Senapred ya emitió una orden de evacuación, a través de la alerta SAE, mientras la gran humareda cubre el cielo victoriense. La comunidad no sabe qué hacer en estos instantes, en los que el viento actúa de forma tan impredecible y lleva las llamas en diferentes direcciones.
En las cercanías del molino El Grano las llamas avanzan con gran persistencia y peligro, allí y en al menos otros dos sectores, ya se movilizan los diferentes dispositivos de ayuda. Varios vehículos comenzaron a salir de sus casas con las familias y algunos pertrechos necesarios para la supervivencia.
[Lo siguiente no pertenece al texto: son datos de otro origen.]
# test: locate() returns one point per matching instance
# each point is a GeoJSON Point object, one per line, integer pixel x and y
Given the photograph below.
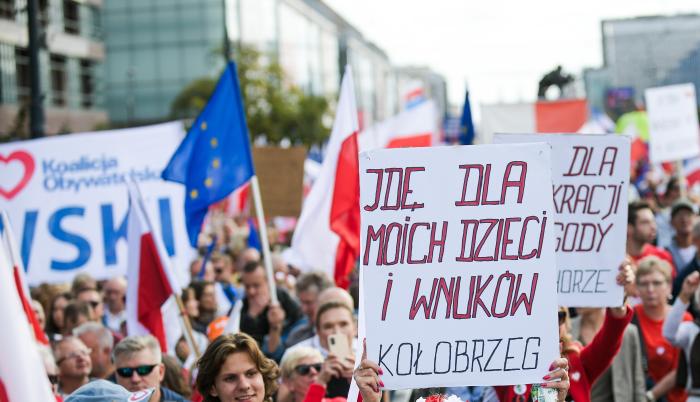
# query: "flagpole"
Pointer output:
{"type": "Point", "coordinates": [267, 257]}
{"type": "Point", "coordinates": [682, 184]}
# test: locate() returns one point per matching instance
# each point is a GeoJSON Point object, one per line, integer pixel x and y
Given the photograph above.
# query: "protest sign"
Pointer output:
{"type": "Point", "coordinates": [673, 123]}
{"type": "Point", "coordinates": [458, 264]}
{"type": "Point", "coordinates": [281, 175]}
{"type": "Point", "coordinates": [67, 200]}
{"type": "Point", "coordinates": [590, 174]}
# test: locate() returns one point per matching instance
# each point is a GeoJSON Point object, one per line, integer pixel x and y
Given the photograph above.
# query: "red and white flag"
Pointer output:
{"type": "Point", "coordinates": [22, 373]}
{"type": "Point", "coordinates": [561, 116]}
{"type": "Point", "coordinates": [414, 127]}
{"type": "Point", "coordinates": [327, 236]}
{"type": "Point", "coordinates": [151, 281]}
{"type": "Point", "coordinates": [19, 279]}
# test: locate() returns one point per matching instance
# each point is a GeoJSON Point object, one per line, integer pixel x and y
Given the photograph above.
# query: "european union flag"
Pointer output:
{"type": "Point", "coordinates": [466, 124]}
{"type": "Point", "coordinates": [214, 158]}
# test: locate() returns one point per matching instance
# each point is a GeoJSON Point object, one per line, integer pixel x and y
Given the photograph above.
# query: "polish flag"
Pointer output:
{"type": "Point", "coordinates": [414, 127]}
{"type": "Point", "coordinates": [561, 116]}
{"type": "Point", "coordinates": [151, 281]}
{"type": "Point", "coordinates": [327, 236]}
{"type": "Point", "coordinates": [20, 280]}
{"type": "Point", "coordinates": [22, 373]}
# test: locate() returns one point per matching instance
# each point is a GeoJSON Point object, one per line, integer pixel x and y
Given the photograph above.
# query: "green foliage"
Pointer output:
{"type": "Point", "coordinates": [274, 109]}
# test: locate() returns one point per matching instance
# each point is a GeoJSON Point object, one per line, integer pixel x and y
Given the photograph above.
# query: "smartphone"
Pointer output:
{"type": "Point", "coordinates": [338, 345]}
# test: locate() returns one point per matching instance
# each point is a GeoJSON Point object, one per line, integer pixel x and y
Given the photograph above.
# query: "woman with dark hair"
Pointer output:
{"type": "Point", "coordinates": [233, 368]}
{"type": "Point", "coordinates": [54, 318]}
{"type": "Point", "coordinates": [176, 377]}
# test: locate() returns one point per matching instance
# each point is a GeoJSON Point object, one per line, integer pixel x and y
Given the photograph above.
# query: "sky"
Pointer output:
{"type": "Point", "coordinates": [498, 48]}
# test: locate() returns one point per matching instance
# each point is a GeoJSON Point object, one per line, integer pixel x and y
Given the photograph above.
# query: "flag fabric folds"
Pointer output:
{"type": "Point", "coordinates": [22, 373]}
{"type": "Point", "coordinates": [560, 116]}
{"type": "Point", "coordinates": [414, 127]}
{"type": "Point", "coordinates": [327, 236]}
{"type": "Point", "coordinates": [466, 124]}
{"type": "Point", "coordinates": [20, 280]}
{"type": "Point", "coordinates": [151, 281]}
{"type": "Point", "coordinates": [214, 158]}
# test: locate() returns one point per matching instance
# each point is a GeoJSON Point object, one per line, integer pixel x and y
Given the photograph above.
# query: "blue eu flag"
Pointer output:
{"type": "Point", "coordinates": [214, 158]}
{"type": "Point", "coordinates": [466, 124]}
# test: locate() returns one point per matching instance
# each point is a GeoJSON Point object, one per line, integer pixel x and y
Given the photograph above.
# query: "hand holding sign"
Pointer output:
{"type": "Point", "coordinates": [558, 378]}
{"type": "Point", "coordinates": [367, 378]}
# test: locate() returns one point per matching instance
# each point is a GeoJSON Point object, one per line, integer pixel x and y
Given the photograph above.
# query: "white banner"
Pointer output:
{"type": "Point", "coordinates": [457, 252]}
{"type": "Point", "coordinates": [590, 174]}
{"type": "Point", "coordinates": [67, 200]}
{"type": "Point", "coordinates": [673, 123]}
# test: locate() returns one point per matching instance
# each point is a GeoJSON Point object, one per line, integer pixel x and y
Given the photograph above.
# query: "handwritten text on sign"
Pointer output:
{"type": "Point", "coordinates": [591, 176]}
{"type": "Point", "coordinates": [457, 253]}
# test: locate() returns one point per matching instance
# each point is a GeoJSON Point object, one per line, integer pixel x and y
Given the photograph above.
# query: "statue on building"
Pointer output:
{"type": "Point", "coordinates": [555, 77]}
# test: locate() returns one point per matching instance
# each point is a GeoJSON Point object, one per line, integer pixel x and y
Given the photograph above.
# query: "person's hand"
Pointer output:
{"type": "Point", "coordinates": [558, 378]}
{"type": "Point", "coordinates": [625, 275]}
{"type": "Point", "coordinates": [367, 378]}
{"type": "Point", "coordinates": [690, 285]}
{"type": "Point", "coordinates": [625, 278]}
{"type": "Point", "coordinates": [275, 317]}
{"type": "Point", "coordinates": [348, 365]}
{"type": "Point", "coordinates": [332, 367]}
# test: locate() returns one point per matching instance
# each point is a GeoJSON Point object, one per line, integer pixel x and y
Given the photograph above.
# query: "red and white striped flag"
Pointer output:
{"type": "Point", "coordinates": [151, 281]}
{"type": "Point", "coordinates": [327, 236]}
{"type": "Point", "coordinates": [22, 373]}
{"type": "Point", "coordinates": [19, 279]}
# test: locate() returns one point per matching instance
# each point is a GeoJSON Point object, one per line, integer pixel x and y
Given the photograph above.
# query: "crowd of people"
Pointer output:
{"type": "Point", "coordinates": [646, 350]}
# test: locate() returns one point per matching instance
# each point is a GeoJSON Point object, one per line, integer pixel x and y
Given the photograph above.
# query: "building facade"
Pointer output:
{"type": "Point", "coordinates": [70, 61]}
{"type": "Point", "coordinates": [156, 47]}
{"type": "Point", "coordinates": [645, 52]}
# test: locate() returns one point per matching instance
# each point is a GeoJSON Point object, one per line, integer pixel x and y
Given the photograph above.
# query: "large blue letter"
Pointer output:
{"type": "Point", "coordinates": [60, 234]}
{"type": "Point", "coordinates": [110, 236]}
{"type": "Point", "coordinates": [30, 218]}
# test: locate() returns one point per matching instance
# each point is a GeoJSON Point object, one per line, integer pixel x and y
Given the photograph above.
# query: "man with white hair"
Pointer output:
{"type": "Point", "coordinates": [114, 297]}
{"type": "Point", "coordinates": [139, 365]}
{"type": "Point", "coordinates": [99, 339]}
{"type": "Point", "coordinates": [74, 366]}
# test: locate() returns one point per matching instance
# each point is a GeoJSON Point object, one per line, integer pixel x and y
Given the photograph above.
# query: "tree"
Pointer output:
{"type": "Point", "coordinates": [274, 109]}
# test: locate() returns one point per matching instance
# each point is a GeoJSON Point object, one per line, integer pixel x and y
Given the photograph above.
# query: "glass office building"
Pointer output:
{"type": "Point", "coordinates": [156, 47]}
{"type": "Point", "coordinates": [70, 64]}
{"type": "Point", "coordinates": [645, 52]}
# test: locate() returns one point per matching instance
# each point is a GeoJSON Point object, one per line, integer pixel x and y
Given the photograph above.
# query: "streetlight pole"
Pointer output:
{"type": "Point", "coordinates": [36, 110]}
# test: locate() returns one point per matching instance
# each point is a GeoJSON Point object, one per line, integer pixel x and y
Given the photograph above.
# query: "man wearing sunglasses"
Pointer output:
{"type": "Point", "coordinates": [74, 366]}
{"type": "Point", "coordinates": [139, 366]}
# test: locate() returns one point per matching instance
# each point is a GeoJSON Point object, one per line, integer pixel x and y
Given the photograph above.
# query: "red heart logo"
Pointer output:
{"type": "Point", "coordinates": [26, 159]}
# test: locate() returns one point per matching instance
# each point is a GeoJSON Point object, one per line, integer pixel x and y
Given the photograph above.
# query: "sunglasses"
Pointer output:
{"type": "Point", "coordinates": [305, 369]}
{"type": "Point", "coordinates": [144, 370]}
{"type": "Point", "coordinates": [562, 317]}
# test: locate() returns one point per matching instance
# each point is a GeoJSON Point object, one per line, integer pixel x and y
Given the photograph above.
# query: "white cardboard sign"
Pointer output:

Incluso el Centro de Estudios y Trabajo de Gendarmería se encuentra rodeado por el fuego y las autoridades de dicha institución se acercaron para coordinar todo tipo de esfuerzo a fin de evitar algún daño mayor y por supuesto, afectación humana.
La preocupación cunde también en algunos fundos donde hay presencia de animales de cría y actividad agrícola. Cualquier plan de emergencia parece insuficiente debido a la sorpresiva acción de este nuevo incendio forestal.
La altura y ferocidad del incendio permite ver el fuego desde distintos puntos del sector, lo que aumenta el nerviosismo colectivo.
Los cuerpos de bomberos de otras comunas, como Curacautín, ya se están uniendo al combate de esta sorpresiva incidencia en medio de un clima esperanzador que aparentemente anuncia el inicio de las lluvias.
Al final de la jornada del jueves las autoridades contabilizaron más de 40 hectáreas arrasadas por las llamas, abarcando sectores incluso de otras comunas cercanas.